Terming RBI's policy as "harsh and disappointing", India Inc on Tuesday asked the central bank to cut interest rates before
January 29 policy review to boost economic growth.
Industry body CII said with the government having announced a clear roadmap for fiscal consolidation and non-food inflation demonstrating a secular decline, conditions are conducive for
RBI to have intervened with a repo and CRR reduction.
"We hope that the RBI would not wait for the next quarterly review, but would recognise the enormity of the problem and intervene sooner than that," CII Director General Chandrajit Banerjee said
He added that the industry is looking at the central bank for some relief with interventions which would help availability of capital at lower rates.
Describing central bank decision as 'harsh and disappointing,' Assocham President Rajkumar Dhoot said, "Our hopes of seeking some relief are dashed as the apex bank has yet again given away the opportunity to help reverse the business sentiments and see investments taking place."
The Reserve Bank on Tuesday kept the key interest rates unchanged but
hinted easing of rates in January saying with decline in inflation, the focus of monetary policy would shift to removing impediments to growth.
The RBI left the short-term lending (repo) rate and the Cash Reserve Ratio (CRR) unchanged at 8 per cent and 4.25 per cent, respectively.
Ficci said inflation numbers should provide the central bank comfort to begin to consider a rate cut early in the next year.
"With the inflation numbers showing a decline and the global economy still in a difficult situation, industry is crying out for an impetus for investment and growth. Lower interest rates would be oxygen to the sentiment which is beginning to turn positive," Ficci President Naina Lal Kidwai said.
The WPI inflation in November moderated to 7.24 per cent, but retail inflation remain elevated at 9.90 per cent.
The Indian economy grew by 5.4 per cent in the first half (April-September) of the current fiscal, against 7.3 per cent in the corresponding period last year.
Commenting on the policy, Chief Economic Adviser Raghuram Rajan said it is good that RBI sees room for rate cut.

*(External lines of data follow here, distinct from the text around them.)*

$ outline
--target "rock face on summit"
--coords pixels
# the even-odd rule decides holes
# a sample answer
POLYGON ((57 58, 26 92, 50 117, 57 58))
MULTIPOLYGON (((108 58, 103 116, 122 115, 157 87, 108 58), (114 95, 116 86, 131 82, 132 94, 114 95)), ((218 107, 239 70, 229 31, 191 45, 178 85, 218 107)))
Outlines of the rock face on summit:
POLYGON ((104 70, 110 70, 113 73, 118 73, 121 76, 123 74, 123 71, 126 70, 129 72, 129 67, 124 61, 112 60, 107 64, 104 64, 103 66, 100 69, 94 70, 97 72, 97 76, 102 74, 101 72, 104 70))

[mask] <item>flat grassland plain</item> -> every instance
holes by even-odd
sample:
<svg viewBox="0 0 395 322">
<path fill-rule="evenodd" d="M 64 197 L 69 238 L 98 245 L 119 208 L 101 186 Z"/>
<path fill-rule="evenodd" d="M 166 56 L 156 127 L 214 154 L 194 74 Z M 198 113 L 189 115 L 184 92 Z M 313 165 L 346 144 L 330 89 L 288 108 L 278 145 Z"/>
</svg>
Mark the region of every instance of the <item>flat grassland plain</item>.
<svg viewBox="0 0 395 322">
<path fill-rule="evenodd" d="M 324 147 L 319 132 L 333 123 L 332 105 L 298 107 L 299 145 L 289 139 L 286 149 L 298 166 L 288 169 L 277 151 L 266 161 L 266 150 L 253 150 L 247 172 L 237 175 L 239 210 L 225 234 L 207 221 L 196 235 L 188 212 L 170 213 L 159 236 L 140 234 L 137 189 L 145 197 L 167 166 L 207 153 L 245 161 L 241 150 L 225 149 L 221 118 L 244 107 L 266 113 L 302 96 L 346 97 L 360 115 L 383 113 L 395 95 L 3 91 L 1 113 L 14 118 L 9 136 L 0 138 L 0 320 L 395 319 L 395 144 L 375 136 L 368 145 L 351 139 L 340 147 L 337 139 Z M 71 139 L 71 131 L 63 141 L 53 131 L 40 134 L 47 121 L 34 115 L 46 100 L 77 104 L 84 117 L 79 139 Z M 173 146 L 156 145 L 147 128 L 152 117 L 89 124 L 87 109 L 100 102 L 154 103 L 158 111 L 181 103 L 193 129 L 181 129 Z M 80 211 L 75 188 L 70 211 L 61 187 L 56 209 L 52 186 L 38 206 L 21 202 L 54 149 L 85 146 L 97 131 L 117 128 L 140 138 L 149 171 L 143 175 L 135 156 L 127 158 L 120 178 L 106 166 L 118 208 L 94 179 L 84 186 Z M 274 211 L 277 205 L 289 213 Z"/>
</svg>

"I think it's good that RBI sees that there is room to ease. And clearly they are taking a decision keeping in mind that their main job is combating inflation. I look forward to good news in policy (January)," Rajan said.
"But they (RBI) also have some incentive to seek growth in the country," he said.
Asserting that RBI has its own constraint, Commerce and Industry Anand Sharma said: "There is, of course, a positive side that India has an independent regulator RBI which is not listening both to myself and finance minister but we expect them to."
Sharma said: "We are hoping that after major decisions the government has made which has boosted investors morale and confidence, RBI will be less conservative."
On inflation, the RBI policy review said that WPI inflation is showing some signs of moderation. "Liquidity conditions will be managed with a view to supporting growth...thereby preparing the ground for further shifting the policy stance to support growth," it said.
The RBI said that since the Second Quarter Review in October, the global economy has shown some signs of stabilisation although the situation remains fragile.
Lauding the government's recent policy initiatives, the RBI said, "Further reforms should help to boost business sentiment and improve the investment climate".
In its mid-year economic analysis for 2012-13, the Finance Ministry while projecting the GDP growth for current fiscal at 5.7-5.9 per cent, had pitched for supportive monetary and fiscal policies to improve investor confidence.